The nuclear lamina is a major component of the nuclear envelope and is mainly composed of lamin nuclear intermediate filament proteins. But, to this day, we do not have a clear three-dimensional picture of how lamins are assembled into filamentous polymers beneath the nuclear envelope and how these filaments are collectively assembled to form a functional lamina. Mutations in lamin A and C are directly associated with severe nuclear deformation and human disease, underscoring the importance of understanding this process and how it can malfunction.

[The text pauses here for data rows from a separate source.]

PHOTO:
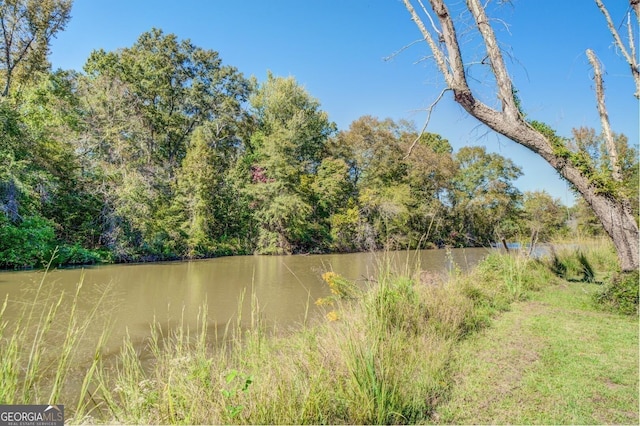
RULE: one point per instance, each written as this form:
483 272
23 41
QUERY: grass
509 342
554 359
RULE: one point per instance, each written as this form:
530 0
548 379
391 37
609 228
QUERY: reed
381 354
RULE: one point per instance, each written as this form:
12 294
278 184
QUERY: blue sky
337 50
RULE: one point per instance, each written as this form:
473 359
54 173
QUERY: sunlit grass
391 350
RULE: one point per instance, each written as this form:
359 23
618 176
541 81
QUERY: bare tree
609 204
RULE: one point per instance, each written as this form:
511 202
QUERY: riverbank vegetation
162 151
398 349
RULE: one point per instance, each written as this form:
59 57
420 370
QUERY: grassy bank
513 336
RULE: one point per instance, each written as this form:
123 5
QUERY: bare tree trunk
604 117
613 210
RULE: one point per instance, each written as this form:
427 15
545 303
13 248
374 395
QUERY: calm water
134 296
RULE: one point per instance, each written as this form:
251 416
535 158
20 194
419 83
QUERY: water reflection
174 293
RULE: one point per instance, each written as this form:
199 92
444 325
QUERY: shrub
621 294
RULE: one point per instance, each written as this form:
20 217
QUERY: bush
26 244
621 294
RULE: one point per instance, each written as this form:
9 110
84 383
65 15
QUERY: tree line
162 151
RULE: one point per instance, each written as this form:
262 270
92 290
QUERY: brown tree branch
629 57
503 80
604 116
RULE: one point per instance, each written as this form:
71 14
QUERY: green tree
602 192
206 199
142 105
287 150
400 178
543 215
484 199
26 29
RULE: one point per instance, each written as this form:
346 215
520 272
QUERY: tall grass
382 354
37 350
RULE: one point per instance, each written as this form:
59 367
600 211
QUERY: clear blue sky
337 50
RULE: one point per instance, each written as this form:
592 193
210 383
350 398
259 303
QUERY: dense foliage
162 151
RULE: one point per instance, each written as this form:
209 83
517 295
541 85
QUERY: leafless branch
402 49
503 81
629 57
426 123
604 117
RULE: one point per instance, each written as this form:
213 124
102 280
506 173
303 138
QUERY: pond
172 294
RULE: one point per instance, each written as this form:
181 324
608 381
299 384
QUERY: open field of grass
553 359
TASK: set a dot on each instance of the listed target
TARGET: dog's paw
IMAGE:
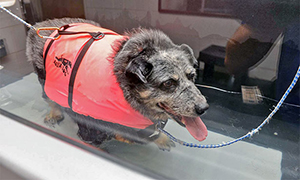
(53, 118)
(164, 142)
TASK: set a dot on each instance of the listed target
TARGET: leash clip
(48, 28)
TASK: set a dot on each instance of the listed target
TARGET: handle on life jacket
(48, 28)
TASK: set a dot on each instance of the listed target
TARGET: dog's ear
(138, 70)
(190, 53)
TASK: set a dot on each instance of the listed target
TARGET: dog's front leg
(164, 142)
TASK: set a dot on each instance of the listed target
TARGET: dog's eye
(169, 84)
(191, 76)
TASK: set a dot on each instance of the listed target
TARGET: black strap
(77, 64)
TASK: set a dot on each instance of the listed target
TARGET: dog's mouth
(194, 125)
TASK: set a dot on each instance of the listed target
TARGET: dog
(155, 75)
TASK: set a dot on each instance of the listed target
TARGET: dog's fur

In 1986, Aebi et al. published an initial landmark paper that visualized the nuclear lamina. They described the two-dimensional organization of the lamina meshwork of the Xenopus laevis oocyte and showed that it is mainly composed of a unique lamin protein that assembles into a tetragonal lattice of 8–10 nm filaments. However, despite tremendous efforts by the field, the molecular organization of the nuclear lamina in mammalian somatic cells remained elusive. Moreover, it was unclear how the four major mammalian lamina components, lamin A and C (A-type lamins) and lamin B1 and B2 (B-type lamins), are organized and contribute to the lamina scaffold. In 2008, Shimi et al. shed light on these fundamental questions by using RNA interference to investigate the interplay between the A-type lamins and B-type lamins. They showed that knockdown of lamin B1 substantially increased the lamina meshwork size, resulting in multiple blebs that contained lamin A and C but were devoid of lamin B2. Thus, the lamin networks could be structurally separated. On the basis of these and further experiments, they concluded that lamin B1 is essential for organizing both A- and B-type lamin networks. Moreover, they proposed that these networks form separate but interconnected meshworks that constitute microdomains in the lamina and exert different functions in chromatin organization and gene regulation.

This study raised new ideas of how different lamins might assemble to form separate but interacting networks of A- and B-type lamins in the nuclear lamina. This key question is still being pursued and will be fundamental for understanding the molecular organization of the nuclear envelope in health and disease.